Cohodes told Reuters that Exchange Income - a Winnipeg-based company focused on opportunities in aerospace and aviation services and equipment, and manufacturing - does not generate enough cash to pay the juicy dividend it provides investors.

Exchange Income Corp said in a statement that the report is based on a number of statements, assumptions and opinions with which “we strenuously disagree.”

Cohodes’ targeting of Exchange is the latest in a string of moves against Canadian companies this year, adding to the short position in excavation company Badger Daylighting he made public in May. That same month U.S. hedge fund Muddy Waters said it was short Asanko Gold..

Short interest in Canada’s biggest banks spiked late in 2015 and remained elevated until April this year as some investors took bets on the collapse of the country’s housing market and that a rout in commodities markets would lead to a surge in bad loans.

But those positions, along with record short bets against the Canadian dollar, have simmered down in recent months as prices for oil and copper have stabilized, moves by the government to cool sharp jumps in Toronto and Vancouver house prices take effect, and as the central bank turned hawkish.

Cohodes said his focus on Canadian firms stems from his belief that there is no cohesive watchdog for nefarious company activity in the country, which lacks a federal regulator.

Cohodes, who worked at a short-selling hedge fund but now raises chickens in California and invests his own money, has also targeted Intertain Group Ltd, Concordia International Corp and Equitable Group Inc.

Wendy Berman, a securities lawyer with Cassels Brock in Toronto, said the patchwork of provincial regulators can lead to spotty enforcement of lapses in corporate reporting.

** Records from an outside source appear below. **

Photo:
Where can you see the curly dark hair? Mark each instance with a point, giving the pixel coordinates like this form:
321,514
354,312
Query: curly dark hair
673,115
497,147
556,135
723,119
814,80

“Without a national securities regulator, you don’t have a national (enforcement) agenda, you have a local agenda, Berman said, adding that the provincial regulators vary in terms of their resources, experience and priorities.

Efforts to create a national body have long been stymied by political bickering, with a cooperative body incorporating the federal government and those provinces that have agreed to sign up not due to launch until 2018.

Exchange Income Corp shares fell as much as 10 percent to C$29.38 soon after the Reuters report, but pared losses and were last down 6.3 percent in early afternoon trade.

“They don’t have the cash flow, earnings or any form of business to generate a dividend yet they call it Exchange Income,” Cohodes said in a telephone interview.

Exchange said it has maintained a consistent strategy since its inception in 2004, enabling it to grow profitably and return a reliable and growing dividend to its shareholders.

“Nothing has changed,” the company said, adding that since 2004 it has paid shareholders C$300 million in dividends while maintaining a strong balance sheet with limited leverage.


Cohodes’ recent bets have paid off with the collapse of Valeant and Concordia and to some extent Home Capital, which Cohodes considers the “highlight” of his year so far, until Warren Buffett’s Berkshire Hathaway Inc last month agreed to make an equity infusion.

“Shortsellers have been profitable in Exchange Income so far this year,” said Ihor Dusaniwsky, head of research at S3 Partners, adding that they made 14.75 percent, year-to-date.

He said short sellers will fail to get significant short exposure in the stock because of the limited supply and as the cost to borrow the stock goes up.

Cohodes declined to disclose the size of his EIC short positions.

In November, Exchange Income announced that for the fourth time in the last 24 months, the company was increasing its dividend to an annualized rate of C$2.10, up 4.5 percent. Yet over the last five years, the company has increased its debt load by C$427 million and issued over C$230 million of shares to fund its C$700 million deficit, Cohodes said.